Ce choix résulte d’un appel d’offres européen. D’après nos informations, six fabricants d’armes étaient en lice pour décrocher ce marché. Au final, le Smith & Wesson s’est avéré celui qui collait le mieux au cahier de charges. Surtout en matière de sécurité : le modèle américain, un double action, présente moins de risques de tir accidentel qu’un simple action comme le GP 35. Et le coût du M&P ne serait pas « significativement supérieur » à celui du modèle belge, selon la police fédérale. Le choix de sa Commission d’évaluation du matériel a donc été approuvé fin 2010 en conseil des ministres, précise-t-on au cabinet de la ministre de l’Intérieur, Annemie Turtelboom.

À la police fédérale, on confirme qu’une première commande de 3.000 pièces a déjà été passée avec un intermédiaire liégeois de la firme du Massachusetts. La livraison est prévue dans six mois environ. À terme, la commande totale devrait atteindre 8.000 armes afin d’équiper tous les policiers fédéraux. Le Smith & Wesson M&P 9 pourrait donc supplanter à terme non seulement le GP 35, mais aussi les autres semi-automatiques 9 mm utilisés par la police fédérale, notamment les Glock autrichiens.

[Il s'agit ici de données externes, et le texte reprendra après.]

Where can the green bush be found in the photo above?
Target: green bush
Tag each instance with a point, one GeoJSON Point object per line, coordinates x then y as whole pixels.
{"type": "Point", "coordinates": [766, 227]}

Quel impact sur la FN et ses 1.300 travailleurs ?

Nous avons sollicité en vain un commentaire de la direction. Les syndicats de l’usine d’armement, qui ignoraient la nouvelle, sont plus prolixes. « Avec une activité réduite, comme c’est notre cas depuis 2008, la commande n’était pas négligeable », estime Guy François, délégué principal FGTB Metal. Qui se montre amer : « C’est un peu triste de ne pas être une référence dans notre propre pays. Le politique nous met déjà des bâtons dans les roues pour les licences d’exportation : si maintenant même la police fédérale ne privilégie pas la Belgique, où allons-nous encore pouvoir vendre des armes ? »

Pour Gabriel Smal, secrétaire principal à la CSC Métal Liège-Huy-Waremme, « il est regrettable que la police ne s’équipe pas dans une entreprise détenue à 100 % par la Région wallonne. Cela aura surtout un impact en termes d’image. Un peu comme si les policiers italiens roulaient en Renault plutôt qu’en Fiat… »

Nationalisme mal placé ? C’est l’avis de Vincent Gilles, président national du SLFP-Police, pour qui il fallait choisir la meilleure arme. Les syndicats policiers n’ont toutefois pas eu leur mot à dire : le marché du renouvellement des pistolets a été lancé avant que les organisations syndicales soient représentées à la Commission d’évaluation du matériel, il y a six mois. Le dossier ne leur a donc pas été soumis.